Japanese filmmaker hopes to direct Aamir Khan
Aamir Khan, who has found a fan following in China, has caught the eye of Japanese filmmaker Norihiro Koizumi who hopes to direct the actor someday
The acting acumen of Bollywood superstar Aamir Khan, who has found a fan following in China, has caught the eye of Japanese filmmaker Norihiro Koizumi who hopes to direct the actor someday. Known for the successful Japanese Chihayafuru trilogy, Koizumi came to India last month for a Japanese Film Festival organised by PVR Cinemas by The Japan Foundation.
It was his first time in India. Not only did he have a great time looking at "happy" faces and tasting the variety of food, but he also got a new perspective about Indian cinema.
"About Indian cinema, I had this image that it's all about musicals... But when I came to India and saw a couple of films, I felt there were a lot films which did not have many musical scenes. It kind of changed my view of Indian cinema. There's a variety of films... Not just musicals, not just dancing.

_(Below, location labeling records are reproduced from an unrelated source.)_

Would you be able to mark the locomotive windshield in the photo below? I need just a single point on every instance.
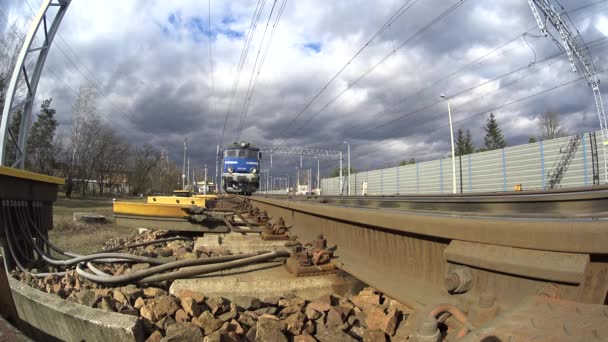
(241, 153)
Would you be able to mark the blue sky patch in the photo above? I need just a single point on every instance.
(315, 46)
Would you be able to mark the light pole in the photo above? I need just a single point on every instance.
(348, 153)
(318, 176)
(452, 140)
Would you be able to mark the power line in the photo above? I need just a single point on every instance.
(391, 121)
(396, 15)
(486, 110)
(392, 53)
(250, 95)
(255, 66)
(250, 33)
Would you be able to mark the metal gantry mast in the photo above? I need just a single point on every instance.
(31, 78)
(578, 55)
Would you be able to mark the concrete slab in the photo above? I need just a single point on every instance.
(69, 321)
(239, 243)
(267, 280)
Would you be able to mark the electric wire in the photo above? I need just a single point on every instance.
(396, 15)
(252, 81)
(250, 33)
(382, 60)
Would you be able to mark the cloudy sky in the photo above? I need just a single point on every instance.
(149, 63)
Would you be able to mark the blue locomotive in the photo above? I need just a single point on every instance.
(241, 171)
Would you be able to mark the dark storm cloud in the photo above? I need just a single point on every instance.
(155, 77)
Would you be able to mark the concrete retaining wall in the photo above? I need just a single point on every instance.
(70, 321)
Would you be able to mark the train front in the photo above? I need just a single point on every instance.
(241, 171)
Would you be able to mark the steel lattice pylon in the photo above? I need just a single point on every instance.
(31, 78)
(579, 57)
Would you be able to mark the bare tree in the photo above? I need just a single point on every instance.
(86, 132)
(109, 159)
(549, 126)
(144, 160)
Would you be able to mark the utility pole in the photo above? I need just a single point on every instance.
(205, 186)
(217, 168)
(319, 175)
(184, 166)
(579, 57)
(341, 180)
(452, 141)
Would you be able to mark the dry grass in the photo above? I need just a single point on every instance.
(83, 238)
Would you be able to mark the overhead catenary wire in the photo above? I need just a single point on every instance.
(253, 71)
(396, 15)
(383, 59)
(421, 109)
(248, 39)
(598, 42)
(443, 78)
(251, 87)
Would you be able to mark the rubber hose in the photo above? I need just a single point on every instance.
(135, 245)
(91, 257)
(6, 220)
(199, 270)
(166, 267)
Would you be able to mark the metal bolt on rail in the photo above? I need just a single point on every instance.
(459, 280)
(428, 331)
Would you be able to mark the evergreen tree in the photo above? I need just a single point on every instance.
(11, 147)
(494, 138)
(464, 143)
(468, 143)
(40, 152)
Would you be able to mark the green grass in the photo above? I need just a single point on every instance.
(79, 237)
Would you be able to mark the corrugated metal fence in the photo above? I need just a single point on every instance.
(499, 170)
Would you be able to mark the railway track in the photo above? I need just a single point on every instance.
(424, 248)
(558, 203)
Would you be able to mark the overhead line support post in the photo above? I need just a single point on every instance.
(579, 57)
(31, 80)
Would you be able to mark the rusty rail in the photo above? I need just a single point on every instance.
(557, 203)
(416, 257)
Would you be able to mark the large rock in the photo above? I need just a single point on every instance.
(165, 306)
(247, 318)
(333, 335)
(269, 328)
(197, 296)
(295, 323)
(365, 302)
(152, 292)
(191, 307)
(181, 316)
(131, 291)
(304, 338)
(337, 315)
(156, 336)
(165, 322)
(208, 323)
(312, 314)
(322, 303)
(183, 332)
(87, 298)
(139, 303)
(378, 320)
(247, 302)
(148, 313)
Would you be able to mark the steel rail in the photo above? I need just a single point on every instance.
(405, 254)
(574, 202)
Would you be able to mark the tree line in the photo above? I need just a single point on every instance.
(91, 156)
(549, 126)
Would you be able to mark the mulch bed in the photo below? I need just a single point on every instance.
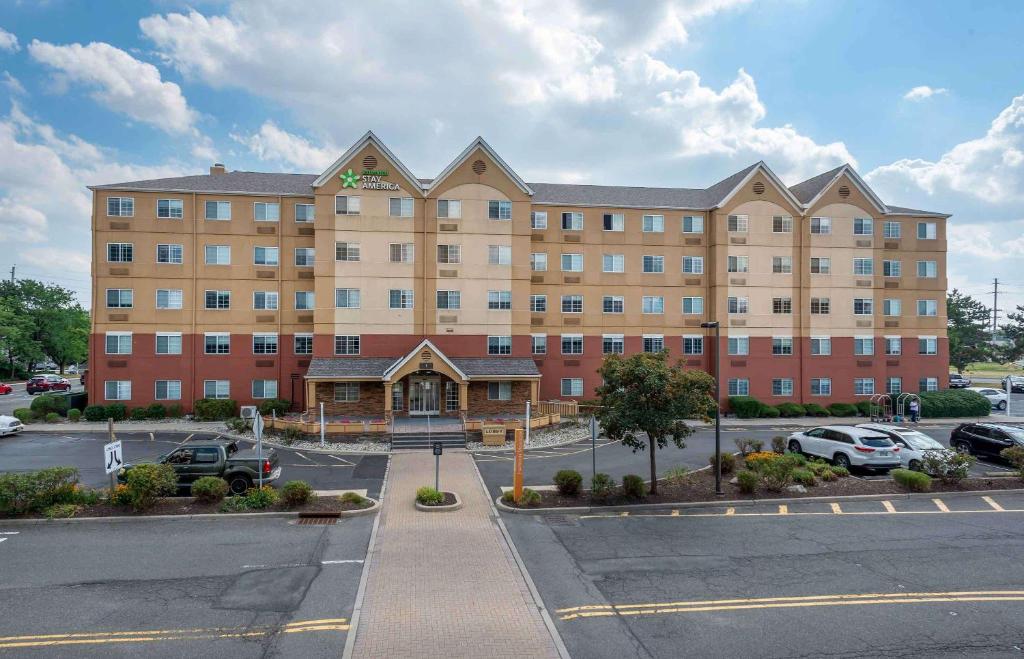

Some movies have profound themes. I thought I should watch a little bit more," Koizumi told IANS via a recorded response.
He says before he came to India, he saw 3 Idiots and Dangal. "Both of them had the same actor... Aamir Khan. He is a great actor," said Koizumi, who doesn't rule out a chance of an Indian collaboration.
"Yes, it could happen... With Aamir Khan. I think he could be in Japanese cinema too. Maybe I could direct Indian cinema if I have a chance... I don't know about the musical scenes though," he quipped, breaking into a bout of laughter.
The Indian audience, he felt, is very receptive to cinema "I liked the food here in India, and the happy people and I liked the reaction to the films. People cry, laugh and talk to each other a lot. I feel that's the way films should be watched," he said, adding that hosting a Japanese Film Festival is a great way to show Japanese culture in India.
Apart from the films, patrons also got a chance to savour sushi rolls handcrafted by chef Yutaka Saito for Simply Sushi. "I think it is very important to know each other to be friends. It is the best way to know each other. If there will be another film festival, I will be here in India again," said Koizumi, who is in his late 30s.
There is currently a spotlight on Asian cinema ever since the runaway success of "Crazy Rich Asians". As one of the more commercially successful young directors of Asia, what are his views on the changing scenario of diversity and inclusivity?
"Well, Crazy Rich Asians was led by Hollywood. Maybe for us, chances are increasing too. But what we should do is not to change our styles and we should just do our job. As Asians, we should not adapt to the American or European culture. We just have to keep doing our job, and wait for the world to change and realize what we are doing. Like they chose to make 'Crazy Rich Asians'... They have to change, we don't have to."